Brenda Skoczelas SkoczelasActionPlan– Lake Sumter State College, College Physics
These lesson ideas move beyond the sciences to show the ethical dimensions of human choices. In addition to presenting raw science facts, the students are asked to think about the pros and cons to each course and its impact on the environment through a flow chart for each type of energy source. More specifically, they are asked how each energy source impacts climate change. Another idea hopes to promote ethical engineers by asking students why they are pursuing a degree in engineering and how engineering technology can be utilized and developed in a way that is efficient, cost-effective and environmentally safe.
Jeffrey Sones SonesActionPlan – Brucie Ball Education Center, Students with Physical Disabilities
These lesson ideas deviate from traditional classroom lessons offering a much wider reach. Collaboration and connection with colleagues is central in an effort to encourage conservation efforts in both classrooms with students have that physical and emotional disabilities. Hope and the psychology of change will be the key concepts promoted in these areas.

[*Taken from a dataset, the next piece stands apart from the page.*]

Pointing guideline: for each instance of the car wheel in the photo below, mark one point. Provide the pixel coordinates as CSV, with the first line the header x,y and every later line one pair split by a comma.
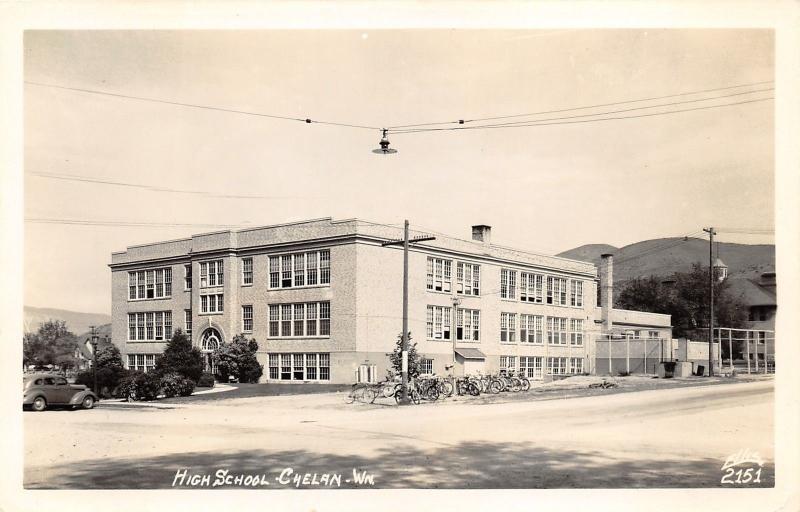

Adeena Teres TeresActionPlan –Stoneman Douglas, 9-10th grade Earth Science, Biology
For this series of lesson ideas, students take matters into their own hands as they are asked to have a voice in response to climate change. One activity has them create their own political cartoon by responding to a climate change topic while another exercise asks them to pick a daily habit they can change which will help mitigate climate change.
Patricia Yancey Yancey Lesson Ideas–Howard Bishop Middle School, 8th grade ELA
In this series of lesson students will compare and contrast writing styles and racial issues mentioned in literature. One example would be to use the novel Their Eyes Were Watching God. Students will be asked to cite evidence, compare and contrasting writing style and analyzing writing. A similar activity can be done with other literature.